Der heimkehrende Claus hörte schon an der Flurtür die fröhlichen Laute. Puckis Laune schien wiederhergestellt zu sein. Der kleine Zusammenstoß heute vormittag hatte ihn betrübt.

Nun stand er seiner jungen Frau wieder gegenüber, die ihn stürmisch umhalste und küßte.

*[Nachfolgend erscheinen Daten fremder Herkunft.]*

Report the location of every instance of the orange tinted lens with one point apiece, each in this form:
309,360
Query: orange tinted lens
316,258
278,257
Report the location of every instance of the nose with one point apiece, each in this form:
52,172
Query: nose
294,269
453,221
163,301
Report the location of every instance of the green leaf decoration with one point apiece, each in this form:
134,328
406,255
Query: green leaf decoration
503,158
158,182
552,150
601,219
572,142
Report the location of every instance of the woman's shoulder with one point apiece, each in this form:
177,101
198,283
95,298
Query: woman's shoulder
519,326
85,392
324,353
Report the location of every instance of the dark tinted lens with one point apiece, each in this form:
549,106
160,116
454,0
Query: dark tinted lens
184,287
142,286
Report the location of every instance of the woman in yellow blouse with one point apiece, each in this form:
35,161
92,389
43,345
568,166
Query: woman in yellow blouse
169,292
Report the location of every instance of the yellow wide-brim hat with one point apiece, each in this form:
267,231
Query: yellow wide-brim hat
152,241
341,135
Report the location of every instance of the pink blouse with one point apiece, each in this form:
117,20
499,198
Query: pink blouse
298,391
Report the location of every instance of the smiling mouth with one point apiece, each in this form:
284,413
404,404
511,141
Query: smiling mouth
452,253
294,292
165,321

»Pucki, was ist denn geschehen?«

»Ich mache dir schnell Rühreier und Bratkartoffeln, lieber Claus, setze dich nur schon ins Eßzimmer. Ach, ich habe dir etwas ganz Lustiges zu erzählen!« – Wieder konnte sie vor Lachen nicht weiterreden. »Rühreier – kein Filet? Arme Pucki, mit Filet hast du wirklich kein Glück.«

»Glück und Spaß, Claus! Das Filet hat dem Großpapa herrlich geschmeckt. Doch jetzt mußt du rasch Essen haben, dann erzähle ich dir von dem Wunder, das sich am sechsundzwanzigsten Oktober dieses Jahres im Hause des Arztes Doktor Gregor ereignete.«

Er hörte seine junge Frau draußen in der Küche mit dem Geschirr hantieren; zwischendurch klang mehrfach ihr silberhelles Lachen.